China, US lead in Artificial Intelligence innovation, Europe limps behind
Australian Francis Gurry, General Director of the World Intellectual Property Organization (WIPO), informs the media about the Launch of WIPO's 2018 World Intellectual Property Indicators (WIPI) report during a press conference, at the European headquarters of the United Nations in Geneva, Switzerland, Dec. 3, 2018. EPA-EFE FILE/SALVATORE DI NOLFI
Geneva, Jan 31 (efe-epa).- China and the United States are the global leaders when it comes to the development of Artificial Intelligence products that take on human-like processes, leaving Europe trailing behind in the race to patent inventions in the sector, a report published by the World Intellectual Property Organization on Thursday said.
WIPO's "Technology Trends" study — which measures innovation in AI by documenting the number of AI-related patents logged and research papers published — has documented a significant shift within the AI sector, which up until very recently was strictly theoretical in nature, towards an upsurge in AI products and inventions permeating the marketplace, with US companies IBM and Microsoft leading the way.
"Patenting activity in the artificial intelligence realm is rising at a rapid pace, meaning we can expect a very significant number of new AI-based products, applications and techniques that will alter our daily lives, and also shape future human interaction with the machines we created," said Francis Gurry, WIPO's director general.
The study said over 340,000 AI patent applications were logged globally since the science first emerged in the 1950s.
There were as many AI patent applications logged between the 1950s-2013 as there were between 2013-2016, which points to a shift within AI towards applying the theory and creating actual products.
The US has applied for 152,981 AI patents in its history, China has logged 137,010 applications and Japan, sealing its third place as a recognized tech giant, recorded 83,197 applications.
Europe, on the other hand, is lagging behind when it comes to innovation in AI, with Germany, Europe's innovation power-house when it comes to technology, in fifth place with 26,287 patent applications.
Other European states, such as the United Kingdom, France or Spain, trail behind technology-fueled economies in Asia — South Korea and Taiwan — and Canada and Australia.

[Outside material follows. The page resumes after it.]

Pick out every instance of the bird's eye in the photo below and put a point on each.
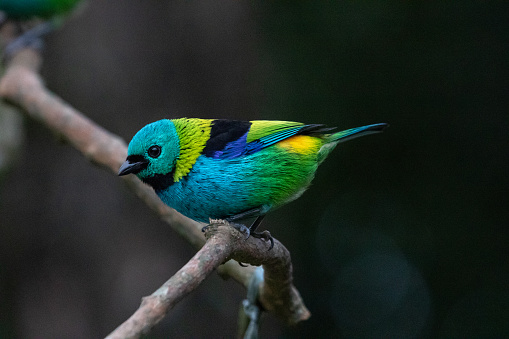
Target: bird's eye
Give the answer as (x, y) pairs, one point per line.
(154, 151)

Gurry is of the view that China and the US are leading the AI technology race due to the fact the sector is nourished by "big data" — vast data sets that when analyzed reveal trends and patterns, often in relation to human behavior and interactions — that can be incredibly useful for the development of new technologies.
The WIPO report suggests that the cultural and linguistic diversity in Europe does not favor the creation of enormous databases, and in that respect, the US and China have a clear advantage.

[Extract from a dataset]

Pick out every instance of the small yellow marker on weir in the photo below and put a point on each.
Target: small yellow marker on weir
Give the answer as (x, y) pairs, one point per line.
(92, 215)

When looking at the data in the WIPO report, it becomes immediately apparent that those driving innovation in AI are primarily American technology giants, with IBM heading the league-board with 8,290 patents, followed by Microsoft with 5,930, and Japanese firm Toshiba and South Korean multinational Samsung following close behind.

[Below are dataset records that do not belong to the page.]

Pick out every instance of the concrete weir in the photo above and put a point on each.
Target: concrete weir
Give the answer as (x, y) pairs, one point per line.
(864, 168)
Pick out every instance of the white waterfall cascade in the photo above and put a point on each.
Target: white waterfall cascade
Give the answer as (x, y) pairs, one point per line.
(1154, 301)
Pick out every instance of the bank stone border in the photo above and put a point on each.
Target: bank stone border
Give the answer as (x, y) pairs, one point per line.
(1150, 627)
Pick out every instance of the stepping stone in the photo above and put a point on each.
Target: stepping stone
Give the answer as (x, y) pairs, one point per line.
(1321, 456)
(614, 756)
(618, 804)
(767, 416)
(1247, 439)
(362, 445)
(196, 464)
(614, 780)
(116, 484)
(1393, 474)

"AI's ramifications for the future of human development are profound. The first step in maximizing the widespread benefit of AI, while addressing ethical, legal and regulatory challenges, is to create a common factual basis for understanding of artificial intelligence. In unveiling the first in our 'WIPO Technology Trends' series, WIPO is pleased to contribute evidence-based projections, thereby informing global policymaking on the future of AI, its governance and the IP framework that supports it," Gurry said in the report.